|Muted greys, cloudy whites and
blush tones dominated the collection.
With the likes of Prada, Max Mara and Zilli sponsoring art collections and Louis Vuitton and Hermès employing artists to design handbags and scarves, the relationship between high fashion and high art has long been close. On June 12, it became even tighter, with the exhibition of Salvatore Ferragamo's Cruise collection at the Louvre in Paris.
Although the Jardin des Tuileries, the long stretch of park next to the Louvre, is thick with white show tents every Paris Fashion Week, this was the first time the museum itself had opened its doors to a commercial fashion activity. Given the museum's financial situation, it's not surprising.

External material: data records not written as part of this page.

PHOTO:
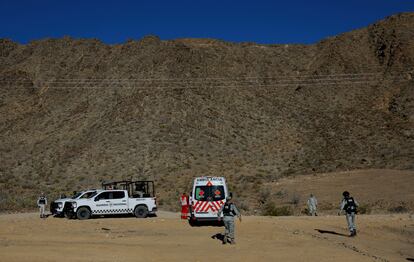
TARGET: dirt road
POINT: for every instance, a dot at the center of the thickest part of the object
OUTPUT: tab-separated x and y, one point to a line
25	237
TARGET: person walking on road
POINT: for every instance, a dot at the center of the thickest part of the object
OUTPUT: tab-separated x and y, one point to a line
312	205
41	203
349	205
229	211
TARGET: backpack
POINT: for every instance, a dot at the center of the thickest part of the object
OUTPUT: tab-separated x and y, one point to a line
228	210
350	206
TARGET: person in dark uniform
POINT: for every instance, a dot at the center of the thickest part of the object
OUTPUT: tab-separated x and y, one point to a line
349	205
41	203
229	211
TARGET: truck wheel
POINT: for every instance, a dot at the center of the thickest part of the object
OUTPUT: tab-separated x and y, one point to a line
83	213
68	215
141	211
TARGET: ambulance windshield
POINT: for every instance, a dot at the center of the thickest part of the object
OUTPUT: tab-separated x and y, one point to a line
209	193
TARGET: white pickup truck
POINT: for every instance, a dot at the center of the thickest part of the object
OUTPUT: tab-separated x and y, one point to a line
110	202
56	207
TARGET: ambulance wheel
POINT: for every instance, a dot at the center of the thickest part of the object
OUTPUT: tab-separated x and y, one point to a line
141	211
193	222
83	213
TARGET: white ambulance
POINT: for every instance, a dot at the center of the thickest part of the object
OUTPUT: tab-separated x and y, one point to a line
207	197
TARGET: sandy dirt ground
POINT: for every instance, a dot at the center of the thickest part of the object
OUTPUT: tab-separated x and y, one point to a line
25	237
380	189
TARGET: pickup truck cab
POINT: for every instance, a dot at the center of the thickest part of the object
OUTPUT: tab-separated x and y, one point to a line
56	207
110	202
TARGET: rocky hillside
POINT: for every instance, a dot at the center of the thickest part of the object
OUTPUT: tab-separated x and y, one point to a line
76	112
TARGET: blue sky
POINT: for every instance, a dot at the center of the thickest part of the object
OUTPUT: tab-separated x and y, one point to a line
259	21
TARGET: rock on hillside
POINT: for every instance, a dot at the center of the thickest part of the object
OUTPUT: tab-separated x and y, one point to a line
74	112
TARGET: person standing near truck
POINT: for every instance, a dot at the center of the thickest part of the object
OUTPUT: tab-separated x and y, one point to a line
184	206
312	205
349	205
41	203
229	211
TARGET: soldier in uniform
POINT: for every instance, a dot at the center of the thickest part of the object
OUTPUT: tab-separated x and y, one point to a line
41	203
229	211
349	205
312	205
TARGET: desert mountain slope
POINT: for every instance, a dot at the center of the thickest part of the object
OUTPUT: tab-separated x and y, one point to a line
76	112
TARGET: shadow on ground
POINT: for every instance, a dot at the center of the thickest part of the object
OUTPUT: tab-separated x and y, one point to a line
322	231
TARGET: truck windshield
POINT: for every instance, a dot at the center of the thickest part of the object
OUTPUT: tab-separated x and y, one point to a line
75	196
209	193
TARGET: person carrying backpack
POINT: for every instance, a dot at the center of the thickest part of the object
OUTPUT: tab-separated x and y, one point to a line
229	211
349	205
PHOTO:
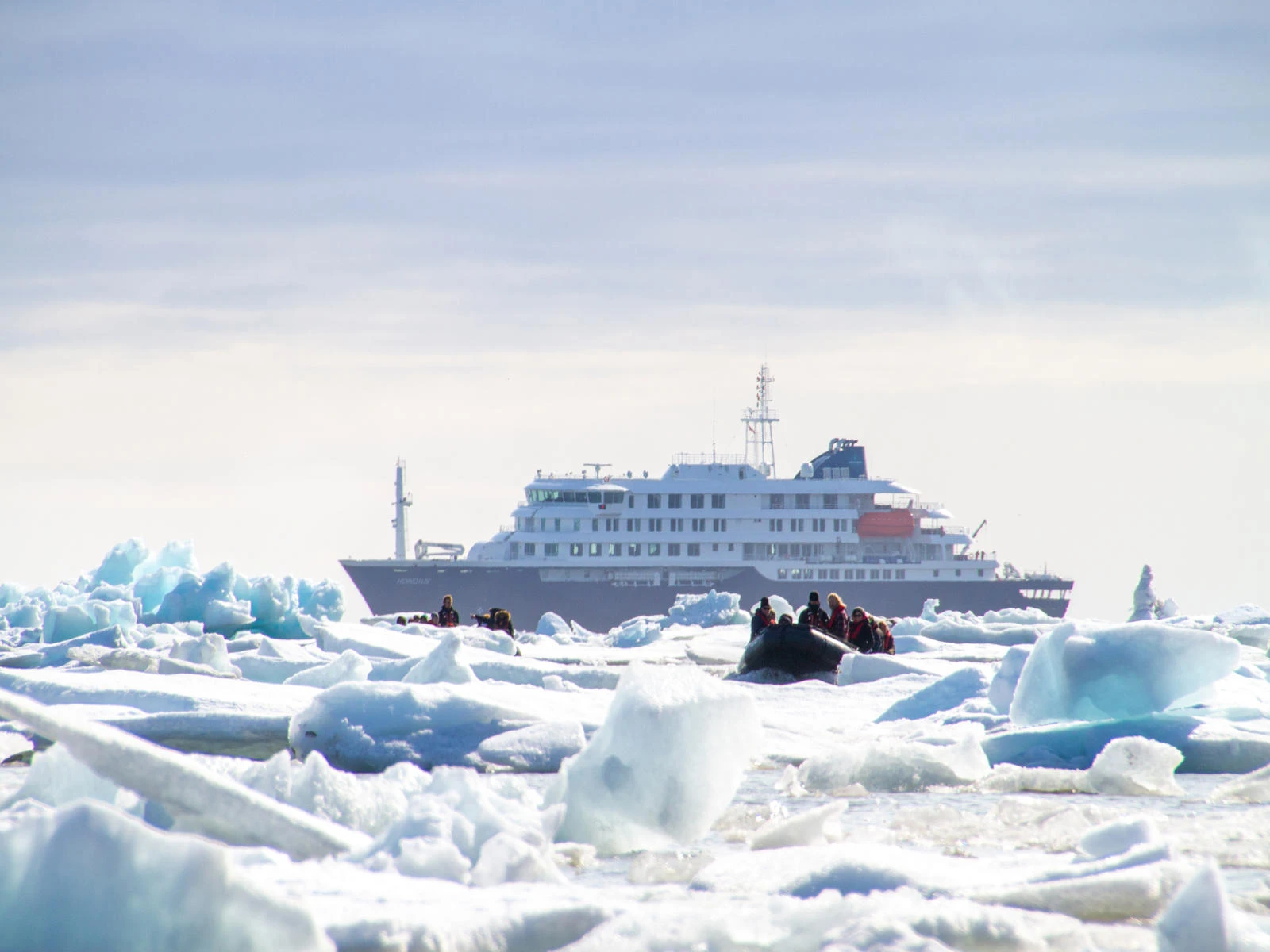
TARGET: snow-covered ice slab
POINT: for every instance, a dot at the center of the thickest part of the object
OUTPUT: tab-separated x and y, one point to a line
197	797
152	693
884	922
370	725
895	765
89	877
1091	670
664	766
362	909
848	867
183	711
1208	746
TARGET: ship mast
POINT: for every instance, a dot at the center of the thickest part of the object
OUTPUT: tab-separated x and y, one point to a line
403	501
760	447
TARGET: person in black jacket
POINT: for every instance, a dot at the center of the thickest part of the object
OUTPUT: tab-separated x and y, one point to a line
448	617
764	617
813	615
497	620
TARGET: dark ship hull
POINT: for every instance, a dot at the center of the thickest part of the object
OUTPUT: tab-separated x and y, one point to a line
606	598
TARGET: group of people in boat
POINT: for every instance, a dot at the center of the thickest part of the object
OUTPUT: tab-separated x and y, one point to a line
495	620
860	630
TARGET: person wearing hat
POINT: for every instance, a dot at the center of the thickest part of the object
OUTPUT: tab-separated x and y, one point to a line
813	615
448	617
764	617
837	617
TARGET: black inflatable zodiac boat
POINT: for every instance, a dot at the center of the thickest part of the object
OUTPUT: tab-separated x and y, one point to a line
799	651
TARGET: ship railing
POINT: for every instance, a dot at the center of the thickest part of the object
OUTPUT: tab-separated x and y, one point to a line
708	460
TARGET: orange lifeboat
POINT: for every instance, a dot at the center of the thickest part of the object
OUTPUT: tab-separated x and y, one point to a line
895	524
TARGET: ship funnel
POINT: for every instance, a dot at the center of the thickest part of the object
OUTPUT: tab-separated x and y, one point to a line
402	501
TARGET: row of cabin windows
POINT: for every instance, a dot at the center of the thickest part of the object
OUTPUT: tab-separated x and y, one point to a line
675	501
615	524
846	574
568	495
802	501
552	550
814	524
615	549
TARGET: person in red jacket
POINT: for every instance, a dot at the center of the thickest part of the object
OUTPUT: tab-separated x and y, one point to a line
764	619
448	617
860	631
837	617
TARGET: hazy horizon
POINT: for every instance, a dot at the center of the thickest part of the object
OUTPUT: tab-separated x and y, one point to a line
254	255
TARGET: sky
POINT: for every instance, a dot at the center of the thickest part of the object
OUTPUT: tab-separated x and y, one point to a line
252	254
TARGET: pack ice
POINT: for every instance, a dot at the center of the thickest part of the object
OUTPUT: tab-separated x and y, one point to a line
1007	781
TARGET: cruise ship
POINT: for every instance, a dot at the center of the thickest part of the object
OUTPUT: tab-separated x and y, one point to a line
602	547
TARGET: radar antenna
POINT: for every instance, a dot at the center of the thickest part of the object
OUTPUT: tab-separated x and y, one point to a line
759	419
403	501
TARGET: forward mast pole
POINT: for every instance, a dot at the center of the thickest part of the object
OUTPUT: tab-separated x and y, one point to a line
759	419
402	501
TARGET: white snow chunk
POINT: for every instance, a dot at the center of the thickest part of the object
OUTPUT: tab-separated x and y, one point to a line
1090	670
508	858
1136	892
442	666
1127	767
1200	919
87	876
540	748
810	828
207	649
944	695
57	778
552	625
285	649
349	666
706	609
664	766
366	727
1001	691
897	766
780	605
861	670
1119	835
1250	789
210	803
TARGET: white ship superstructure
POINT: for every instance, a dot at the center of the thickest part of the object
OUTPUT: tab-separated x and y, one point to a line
725	524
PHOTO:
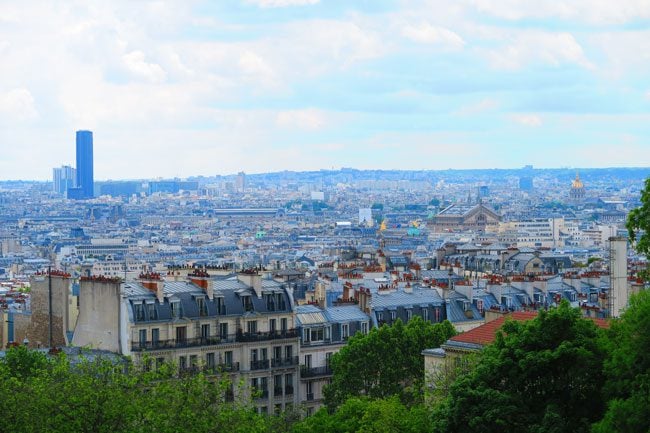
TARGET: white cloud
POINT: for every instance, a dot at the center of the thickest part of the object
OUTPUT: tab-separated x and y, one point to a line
590	11
548	48
302	119
136	64
530	120
18	104
427	34
281	3
479	107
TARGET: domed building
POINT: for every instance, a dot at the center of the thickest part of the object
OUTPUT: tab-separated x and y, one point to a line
577	193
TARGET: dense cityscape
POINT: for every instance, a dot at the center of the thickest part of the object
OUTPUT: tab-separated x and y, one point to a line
266	276
322	216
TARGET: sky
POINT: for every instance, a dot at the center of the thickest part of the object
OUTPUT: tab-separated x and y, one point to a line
184	88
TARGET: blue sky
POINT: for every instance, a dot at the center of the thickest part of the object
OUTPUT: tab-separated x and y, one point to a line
180	88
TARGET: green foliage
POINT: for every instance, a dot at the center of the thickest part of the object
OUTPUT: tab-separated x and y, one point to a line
385	362
359	414
100	395
544	375
627	369
638	222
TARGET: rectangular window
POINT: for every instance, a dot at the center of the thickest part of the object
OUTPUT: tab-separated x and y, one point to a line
139	312
280	302
182	363
345	331
227	357
152	312
277	352
220	304
205	331
202	306
317	334
288	384
143	337
223	330
181	334
175	308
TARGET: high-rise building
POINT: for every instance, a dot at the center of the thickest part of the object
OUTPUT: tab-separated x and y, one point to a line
240	182
85	180
63	178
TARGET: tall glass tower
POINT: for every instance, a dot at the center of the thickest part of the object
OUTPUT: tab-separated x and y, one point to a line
85	180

Although the Louvre is owned by the French government, in 2003, the museum was required to generate more funds independently for projects. By 2006, government funding dropped from 75 to 62 per cent of its total budget, and perhaps as a consequence, in 2007 the Louvre made a controversial deal with Abu Dhabi to open a branch there (work on the project was temporarily suspended, but has now resumed).
With a constant need to refill its coffers, having corporate sponsors for specific exhibitions became another means of generating funds for the vast cultural vault. The House of Salvatore Ferragamo made its contribution here as the exclusive sponsor of the recent exhibition celebrating the renovation of Leonardo da Vinci's last great masterpiece, The Virgin and Child with Saint Anne.
The muted, classical colours of the da Vinci work seemed to influence Ferragamo's head designer, Massimiliano Giornetti: models strutted down the quarter mile long catwalk in silvery grey crocheted dresses, slim, cloudy white trousers, blush-toned, fringed shifts and python boots and sandals in the same hues. The entire collection was in stark contrast to the flashy colours and splashy patterns shown last year by the house.
Aiming to more closely link fashion and art, Ferragamo invited guests, including Frida Pinto, Hilary Swank and the ubiquitous Chinese actress Fan Bingbing, to a private viewing of the da Vinci exhibit before the catwalk show began. In an interview with The Wall Street Journal, Giornetti articulated the connection between clothing design and art: "I think of fashion as a live form of art, bringing to life artisanal tradition," he stated. But the designer also emphasised that the Louvre show was an opportunity to express connections between art, history and Italian heritage, particularly "the artistic and artisan traditions of Tuscany."
A family business for generations, Ferragamo has always kept its eye on the future, and is recognised in the industry for its forward thinking. To wit: it was one of the first fashion houses to recognise the importance of the emerging Asian markets, and was a retailing pioneer there; others eagerly and rapidly followed. Could the same hold true for catwalk venues? Dior Couture at the Uffizi? Prada F/W at the Tate? Don't be surprised if art soon gets far more fashionable.